Military Schools vs. Private Schools
A parent who’s struggling with a defiant or troubled teenager maybe be tempted to send the child to a military school. The belief is that a military school will provide the structure and discipline needed in order for a troubled teen to learn respect, self-control and responsibility. The danger with military schools is that, though they are a type of boarding school, their structure doesn’t often enable them to deal effectively with troubled teens.
There are significant differences between a military school and a more specialized private boarding school. Understanding those differences helps parents determine which would be best for their teen.
The first major (and, arguably the most important) difference, is in the services that are available to troubled teens at both military and specialized private boarding schools.
Military schools rarely offer counseling or any other type of mental health services as part of the daily routine. These services may be available upon request, but are not built into the overall curriculum or schedule. This can become a significant problem for teens who are emotionally or psychologically troubled. A military school may be able to teach a troubled teen how to act, but if the underlying causes of a teens misbehavior aren’t address, the teen is likely to revert back to his “old ways” whenever he’s away from school.
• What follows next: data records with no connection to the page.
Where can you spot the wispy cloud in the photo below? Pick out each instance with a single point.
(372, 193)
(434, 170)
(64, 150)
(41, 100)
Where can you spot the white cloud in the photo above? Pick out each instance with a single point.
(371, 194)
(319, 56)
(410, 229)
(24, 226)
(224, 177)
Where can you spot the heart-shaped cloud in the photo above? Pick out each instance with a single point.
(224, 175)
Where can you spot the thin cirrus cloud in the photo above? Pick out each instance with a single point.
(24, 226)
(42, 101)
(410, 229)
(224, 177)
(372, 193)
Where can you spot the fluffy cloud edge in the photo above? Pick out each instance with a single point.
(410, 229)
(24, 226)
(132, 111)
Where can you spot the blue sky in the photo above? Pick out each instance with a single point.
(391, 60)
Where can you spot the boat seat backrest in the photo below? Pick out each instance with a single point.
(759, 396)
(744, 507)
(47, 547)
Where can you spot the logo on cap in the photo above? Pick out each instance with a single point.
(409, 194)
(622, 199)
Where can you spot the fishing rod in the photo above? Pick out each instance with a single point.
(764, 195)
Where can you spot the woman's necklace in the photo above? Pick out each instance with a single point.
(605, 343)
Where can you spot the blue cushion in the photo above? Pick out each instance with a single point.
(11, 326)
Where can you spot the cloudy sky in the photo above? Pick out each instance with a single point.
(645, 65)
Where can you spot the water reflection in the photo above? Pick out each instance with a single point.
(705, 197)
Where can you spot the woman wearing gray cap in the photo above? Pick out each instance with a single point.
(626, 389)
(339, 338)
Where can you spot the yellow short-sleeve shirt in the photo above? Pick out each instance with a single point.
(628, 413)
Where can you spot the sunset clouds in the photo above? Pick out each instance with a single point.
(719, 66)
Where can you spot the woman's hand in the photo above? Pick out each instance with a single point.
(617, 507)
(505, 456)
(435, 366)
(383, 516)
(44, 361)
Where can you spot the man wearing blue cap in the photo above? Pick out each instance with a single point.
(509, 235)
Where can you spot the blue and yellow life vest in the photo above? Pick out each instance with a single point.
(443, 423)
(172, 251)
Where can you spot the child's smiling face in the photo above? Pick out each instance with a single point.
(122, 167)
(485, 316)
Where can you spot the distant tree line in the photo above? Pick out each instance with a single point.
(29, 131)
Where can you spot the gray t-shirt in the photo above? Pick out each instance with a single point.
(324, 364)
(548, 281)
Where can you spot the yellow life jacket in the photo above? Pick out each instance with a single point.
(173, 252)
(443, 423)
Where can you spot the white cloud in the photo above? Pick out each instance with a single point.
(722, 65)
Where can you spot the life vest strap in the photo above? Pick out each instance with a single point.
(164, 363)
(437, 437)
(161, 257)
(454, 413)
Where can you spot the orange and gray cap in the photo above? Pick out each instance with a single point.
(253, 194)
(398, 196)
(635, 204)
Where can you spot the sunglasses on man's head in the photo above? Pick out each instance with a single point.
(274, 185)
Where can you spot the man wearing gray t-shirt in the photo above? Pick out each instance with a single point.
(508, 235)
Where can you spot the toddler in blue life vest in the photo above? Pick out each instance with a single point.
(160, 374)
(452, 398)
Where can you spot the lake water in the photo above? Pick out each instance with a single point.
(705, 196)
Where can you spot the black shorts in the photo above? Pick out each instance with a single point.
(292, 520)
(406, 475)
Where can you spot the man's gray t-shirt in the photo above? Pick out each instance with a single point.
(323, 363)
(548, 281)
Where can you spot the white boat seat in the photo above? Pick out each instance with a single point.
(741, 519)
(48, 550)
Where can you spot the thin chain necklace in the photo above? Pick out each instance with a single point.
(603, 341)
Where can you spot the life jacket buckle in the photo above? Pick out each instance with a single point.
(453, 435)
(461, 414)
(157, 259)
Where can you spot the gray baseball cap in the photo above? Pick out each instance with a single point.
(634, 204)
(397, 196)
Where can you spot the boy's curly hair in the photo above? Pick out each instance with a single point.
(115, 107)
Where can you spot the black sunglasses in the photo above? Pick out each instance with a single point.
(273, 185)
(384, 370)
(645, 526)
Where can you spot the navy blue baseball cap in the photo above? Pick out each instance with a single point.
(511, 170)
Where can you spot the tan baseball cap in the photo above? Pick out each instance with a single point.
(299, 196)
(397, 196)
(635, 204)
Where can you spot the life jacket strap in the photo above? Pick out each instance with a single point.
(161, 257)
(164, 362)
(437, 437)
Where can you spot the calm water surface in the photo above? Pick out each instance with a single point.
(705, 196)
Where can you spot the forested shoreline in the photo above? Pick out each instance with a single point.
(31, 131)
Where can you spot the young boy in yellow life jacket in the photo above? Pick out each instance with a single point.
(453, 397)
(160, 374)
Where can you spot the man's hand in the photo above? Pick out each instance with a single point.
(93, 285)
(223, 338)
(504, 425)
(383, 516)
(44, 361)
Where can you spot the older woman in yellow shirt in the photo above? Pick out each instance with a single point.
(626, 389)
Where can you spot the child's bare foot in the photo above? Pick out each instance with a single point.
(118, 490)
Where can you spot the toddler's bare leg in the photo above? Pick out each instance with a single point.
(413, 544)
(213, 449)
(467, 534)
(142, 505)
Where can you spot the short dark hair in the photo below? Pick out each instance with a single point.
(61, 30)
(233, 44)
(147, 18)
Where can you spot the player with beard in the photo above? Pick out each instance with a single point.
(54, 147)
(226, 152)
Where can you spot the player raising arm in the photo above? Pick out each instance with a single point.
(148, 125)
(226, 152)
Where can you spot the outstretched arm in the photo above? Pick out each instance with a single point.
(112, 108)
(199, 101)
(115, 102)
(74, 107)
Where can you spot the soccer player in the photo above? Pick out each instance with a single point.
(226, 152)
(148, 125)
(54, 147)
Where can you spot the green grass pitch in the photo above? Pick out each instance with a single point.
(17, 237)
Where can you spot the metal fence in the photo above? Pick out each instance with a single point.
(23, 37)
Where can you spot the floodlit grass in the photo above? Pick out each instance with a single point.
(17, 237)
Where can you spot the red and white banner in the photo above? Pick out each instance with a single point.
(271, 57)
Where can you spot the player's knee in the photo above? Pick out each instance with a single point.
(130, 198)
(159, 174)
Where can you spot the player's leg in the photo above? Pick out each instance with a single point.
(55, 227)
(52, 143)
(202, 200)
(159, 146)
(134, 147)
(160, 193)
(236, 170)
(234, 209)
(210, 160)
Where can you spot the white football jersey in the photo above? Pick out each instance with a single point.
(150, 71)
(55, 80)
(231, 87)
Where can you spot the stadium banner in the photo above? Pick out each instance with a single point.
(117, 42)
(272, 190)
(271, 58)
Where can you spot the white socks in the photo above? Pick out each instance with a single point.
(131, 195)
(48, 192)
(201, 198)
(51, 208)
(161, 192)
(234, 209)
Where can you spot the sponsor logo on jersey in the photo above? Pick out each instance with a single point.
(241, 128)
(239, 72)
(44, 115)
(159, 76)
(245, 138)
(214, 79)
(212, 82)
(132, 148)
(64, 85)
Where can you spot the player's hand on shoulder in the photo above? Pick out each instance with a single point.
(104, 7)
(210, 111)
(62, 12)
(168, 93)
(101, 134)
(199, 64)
In contrast, specialized private boarding schools do include mental health services as part of the overall schedule. Behavior modification, individual and group therapy, and individualized academic studies are all part of a specialized school’s efforts to restore a troubled teen back to emotional, mental and physical health. These programs work to uncover the root causes of a teen’s destructive behavior and address them in specific ways.
The second difference between military and specialized private boarding schools is the overall structure and daily routine.
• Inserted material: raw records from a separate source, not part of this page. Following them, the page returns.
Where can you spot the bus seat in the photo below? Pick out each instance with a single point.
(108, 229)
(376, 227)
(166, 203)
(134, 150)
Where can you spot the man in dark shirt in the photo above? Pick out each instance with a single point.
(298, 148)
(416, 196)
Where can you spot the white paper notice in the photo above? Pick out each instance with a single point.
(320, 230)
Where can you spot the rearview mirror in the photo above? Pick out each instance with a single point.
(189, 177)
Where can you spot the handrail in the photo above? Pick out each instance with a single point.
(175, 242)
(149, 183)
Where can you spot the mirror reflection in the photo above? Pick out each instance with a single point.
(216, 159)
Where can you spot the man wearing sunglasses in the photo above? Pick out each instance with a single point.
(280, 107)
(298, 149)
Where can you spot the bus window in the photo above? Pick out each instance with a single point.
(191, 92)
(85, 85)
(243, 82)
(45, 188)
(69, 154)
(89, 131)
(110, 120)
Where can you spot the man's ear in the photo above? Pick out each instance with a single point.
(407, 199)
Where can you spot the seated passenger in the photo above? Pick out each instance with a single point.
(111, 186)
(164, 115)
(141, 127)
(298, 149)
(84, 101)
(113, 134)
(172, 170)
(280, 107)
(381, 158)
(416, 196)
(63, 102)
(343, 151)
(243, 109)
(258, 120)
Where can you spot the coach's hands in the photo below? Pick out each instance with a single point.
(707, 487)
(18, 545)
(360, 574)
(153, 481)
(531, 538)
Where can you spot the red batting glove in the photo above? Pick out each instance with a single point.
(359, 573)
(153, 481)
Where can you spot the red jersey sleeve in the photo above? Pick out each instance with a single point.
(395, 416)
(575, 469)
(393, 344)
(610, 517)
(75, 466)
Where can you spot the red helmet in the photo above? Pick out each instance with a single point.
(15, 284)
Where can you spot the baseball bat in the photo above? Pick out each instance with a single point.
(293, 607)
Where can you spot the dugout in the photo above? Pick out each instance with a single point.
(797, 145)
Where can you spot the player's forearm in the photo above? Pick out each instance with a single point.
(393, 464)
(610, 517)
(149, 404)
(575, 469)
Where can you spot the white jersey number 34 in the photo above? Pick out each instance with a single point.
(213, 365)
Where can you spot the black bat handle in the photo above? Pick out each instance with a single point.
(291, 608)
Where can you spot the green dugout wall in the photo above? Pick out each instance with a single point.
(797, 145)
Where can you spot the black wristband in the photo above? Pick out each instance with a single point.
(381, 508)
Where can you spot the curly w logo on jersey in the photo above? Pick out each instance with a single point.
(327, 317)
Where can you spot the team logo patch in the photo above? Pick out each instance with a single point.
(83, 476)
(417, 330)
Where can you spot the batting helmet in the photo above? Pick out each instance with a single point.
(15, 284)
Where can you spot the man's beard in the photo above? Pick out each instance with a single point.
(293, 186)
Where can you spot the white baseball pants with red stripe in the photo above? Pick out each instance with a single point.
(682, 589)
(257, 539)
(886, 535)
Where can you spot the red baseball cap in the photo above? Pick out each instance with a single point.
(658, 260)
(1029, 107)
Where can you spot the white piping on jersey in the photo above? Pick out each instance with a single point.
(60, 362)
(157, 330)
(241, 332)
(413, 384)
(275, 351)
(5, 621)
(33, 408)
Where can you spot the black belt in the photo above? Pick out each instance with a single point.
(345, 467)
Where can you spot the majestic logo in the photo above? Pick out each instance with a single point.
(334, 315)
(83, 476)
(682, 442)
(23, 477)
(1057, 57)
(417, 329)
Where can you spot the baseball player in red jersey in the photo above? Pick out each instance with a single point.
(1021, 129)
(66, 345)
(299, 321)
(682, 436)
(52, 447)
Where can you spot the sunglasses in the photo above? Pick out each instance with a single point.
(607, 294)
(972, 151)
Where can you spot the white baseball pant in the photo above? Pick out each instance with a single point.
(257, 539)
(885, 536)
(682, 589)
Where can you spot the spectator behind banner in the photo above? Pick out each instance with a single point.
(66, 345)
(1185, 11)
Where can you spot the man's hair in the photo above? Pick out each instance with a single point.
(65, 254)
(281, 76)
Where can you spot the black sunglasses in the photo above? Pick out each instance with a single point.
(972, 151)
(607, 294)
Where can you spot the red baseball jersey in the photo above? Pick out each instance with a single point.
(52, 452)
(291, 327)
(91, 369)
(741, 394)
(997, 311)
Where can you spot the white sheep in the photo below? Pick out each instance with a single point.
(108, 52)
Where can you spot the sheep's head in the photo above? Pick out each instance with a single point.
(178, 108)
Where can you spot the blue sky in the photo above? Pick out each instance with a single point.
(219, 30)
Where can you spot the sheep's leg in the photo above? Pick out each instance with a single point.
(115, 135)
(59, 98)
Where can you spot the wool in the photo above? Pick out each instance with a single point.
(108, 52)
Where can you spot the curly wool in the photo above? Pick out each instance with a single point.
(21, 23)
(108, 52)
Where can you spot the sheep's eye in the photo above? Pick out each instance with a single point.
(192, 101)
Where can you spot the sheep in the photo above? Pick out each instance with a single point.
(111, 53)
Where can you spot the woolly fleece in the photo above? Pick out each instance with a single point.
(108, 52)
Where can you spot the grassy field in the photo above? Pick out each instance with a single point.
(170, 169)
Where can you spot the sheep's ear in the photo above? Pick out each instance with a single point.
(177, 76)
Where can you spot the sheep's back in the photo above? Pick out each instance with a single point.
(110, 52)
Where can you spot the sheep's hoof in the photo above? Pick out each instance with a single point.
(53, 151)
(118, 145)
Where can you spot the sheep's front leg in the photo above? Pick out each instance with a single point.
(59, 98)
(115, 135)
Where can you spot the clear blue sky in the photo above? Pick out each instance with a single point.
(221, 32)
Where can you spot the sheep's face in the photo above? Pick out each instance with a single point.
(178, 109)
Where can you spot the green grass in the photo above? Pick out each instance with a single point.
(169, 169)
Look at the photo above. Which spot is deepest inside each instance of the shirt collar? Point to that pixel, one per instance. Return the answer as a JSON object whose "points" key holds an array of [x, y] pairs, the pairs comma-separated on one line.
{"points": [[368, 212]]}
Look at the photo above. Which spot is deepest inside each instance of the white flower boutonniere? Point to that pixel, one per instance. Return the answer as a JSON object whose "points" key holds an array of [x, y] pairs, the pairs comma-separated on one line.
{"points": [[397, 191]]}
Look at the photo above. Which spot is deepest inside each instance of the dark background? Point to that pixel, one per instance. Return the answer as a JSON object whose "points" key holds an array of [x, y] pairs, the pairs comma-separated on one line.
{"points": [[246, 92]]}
Both types of schools require students to adhere to a daily routine, but a military school’s routine is much stricter. Cadets may have to be up as early as 6am, and in “formation” by 6:30 or 6:45am. There’s far less free time at a military school and activities like watching television or playing video games are often considered “rights” that have to be earned. Cadets wear uniforms which are expected to be kept looking as good as new, right down to the shiny boots. Ranks are earned and rule-breaking is never over-looked or excused.
Specialized private boarding schools have routines as well. But they’re not usually as strict, and there is more room for “error”. The staff at a private boarding school knows that the students will be difficult and sometimes defiant. But they also understand that there are deeply rooted reasons for the behavior, and they’re trained to handle it. Students have more free time at a private boarding school, but how that time is spent is still closely monitored.
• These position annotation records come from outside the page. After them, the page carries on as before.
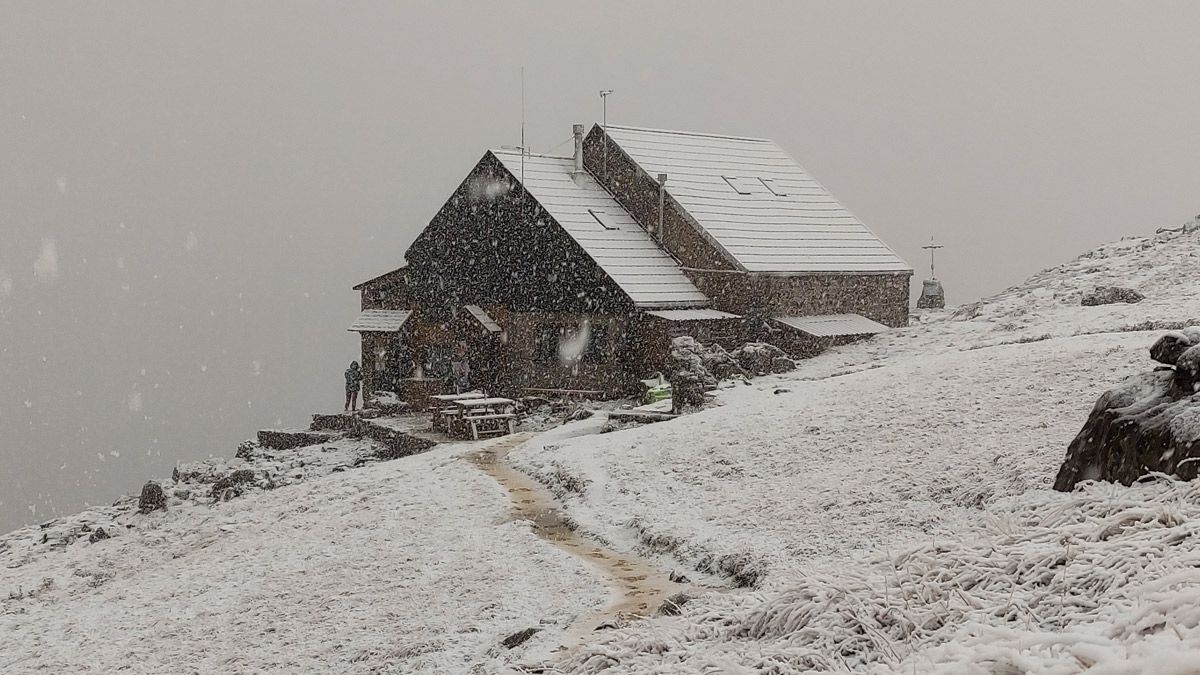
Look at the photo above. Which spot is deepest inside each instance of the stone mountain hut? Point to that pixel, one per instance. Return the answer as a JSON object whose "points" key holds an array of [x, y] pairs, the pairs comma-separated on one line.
{"points": [[574, 273]]}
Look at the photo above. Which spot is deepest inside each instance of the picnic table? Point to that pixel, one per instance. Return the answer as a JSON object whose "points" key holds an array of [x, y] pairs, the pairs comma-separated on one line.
{"points": [[490, 416], [442, 406]]}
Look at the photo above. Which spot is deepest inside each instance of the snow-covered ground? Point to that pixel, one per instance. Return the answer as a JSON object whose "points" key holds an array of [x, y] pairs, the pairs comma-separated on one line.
{"points": [[885, 508], [917, 438]]}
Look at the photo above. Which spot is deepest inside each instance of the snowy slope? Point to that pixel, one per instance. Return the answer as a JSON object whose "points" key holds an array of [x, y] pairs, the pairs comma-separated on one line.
{"points": [[912, 441], [888, 507], [411, 565]]}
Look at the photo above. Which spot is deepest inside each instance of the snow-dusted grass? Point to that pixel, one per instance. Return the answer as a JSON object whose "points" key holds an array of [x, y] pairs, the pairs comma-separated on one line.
{"points": [[888, 506], [1105, 579], [412, 565]]}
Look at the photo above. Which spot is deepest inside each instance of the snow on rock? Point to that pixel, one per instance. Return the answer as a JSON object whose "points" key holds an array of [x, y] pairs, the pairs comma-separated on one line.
{"points": [[1145, 424], [406, 566], [769, 487], [1110, 294]]}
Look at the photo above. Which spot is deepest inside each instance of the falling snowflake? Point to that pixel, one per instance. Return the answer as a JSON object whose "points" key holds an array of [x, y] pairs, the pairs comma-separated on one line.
{"points": [[46, 267]]}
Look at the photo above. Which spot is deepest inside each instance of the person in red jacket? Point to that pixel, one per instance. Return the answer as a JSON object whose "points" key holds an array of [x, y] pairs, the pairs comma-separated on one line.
{"points": [[353, 383]]}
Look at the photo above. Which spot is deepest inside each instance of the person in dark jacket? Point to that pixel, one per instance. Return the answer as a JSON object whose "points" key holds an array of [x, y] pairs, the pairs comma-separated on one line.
{"points": [[353, 382]]}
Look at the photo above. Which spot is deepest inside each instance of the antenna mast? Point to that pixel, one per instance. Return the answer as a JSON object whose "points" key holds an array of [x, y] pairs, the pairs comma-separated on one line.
{"points": [[931, 248], [522, 127], [604, 125]]}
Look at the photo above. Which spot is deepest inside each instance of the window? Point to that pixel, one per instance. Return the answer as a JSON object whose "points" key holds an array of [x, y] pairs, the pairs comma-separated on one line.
{"points": [[598, 345], [737, 184], [756, 185], [545, 347], [775, 187], [604, 219]]}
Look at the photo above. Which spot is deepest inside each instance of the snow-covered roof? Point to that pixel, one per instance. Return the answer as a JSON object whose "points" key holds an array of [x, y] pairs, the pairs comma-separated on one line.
{"points": [[483, 318], [399, 272], [693, 315], [833, 326], [757, 204], [381, 321], [605, 231]]}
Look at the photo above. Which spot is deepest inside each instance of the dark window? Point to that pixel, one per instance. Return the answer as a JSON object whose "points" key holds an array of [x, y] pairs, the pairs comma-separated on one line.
{"points": [[598, 345], [545, 348]]}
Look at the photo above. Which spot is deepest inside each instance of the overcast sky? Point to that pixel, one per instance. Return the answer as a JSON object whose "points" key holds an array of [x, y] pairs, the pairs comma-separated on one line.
{"points": [[189, 190]]}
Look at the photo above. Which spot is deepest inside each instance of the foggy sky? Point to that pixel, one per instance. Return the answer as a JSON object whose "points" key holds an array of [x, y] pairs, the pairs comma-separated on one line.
{"points": [[189, 190]]}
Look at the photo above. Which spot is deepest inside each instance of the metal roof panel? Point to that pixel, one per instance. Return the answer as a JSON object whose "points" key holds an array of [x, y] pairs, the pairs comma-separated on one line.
{"points": [[833, 326], [619, 245], [761, 231], [381, 321]]}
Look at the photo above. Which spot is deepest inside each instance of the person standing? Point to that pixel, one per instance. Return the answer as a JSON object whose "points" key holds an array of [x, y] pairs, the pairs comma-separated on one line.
{"points": [[353, 383], [460, 369]]}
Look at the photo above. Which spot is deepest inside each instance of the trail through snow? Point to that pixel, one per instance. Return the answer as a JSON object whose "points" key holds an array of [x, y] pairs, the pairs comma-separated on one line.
{"points": [[637, 585]]}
The third main difference between military and specialized boarding schools is staff itself. Military boarding schools aren’t staffed exclusively with military personnel. In fact, most of the academic instructors are “civilians”. Though the staff is familiar with, and has made a commitment to, a military style of discipline and routine, they are not usually equipped to work with troubled teens. They rarely have the specialized training necessary to understand and address issues caused by trauma, neglect or abuse.
The staff at a specialized boarding school, however, is specifically educated and trained to handle those issues. They know how to respond appropriately to a whole range of emotional, physical and psychological challenges.
The differences between military and specialized private boarding schools are important. They’re designed for two very different types of students. It’s important to weigh these differences carefully before making a decision.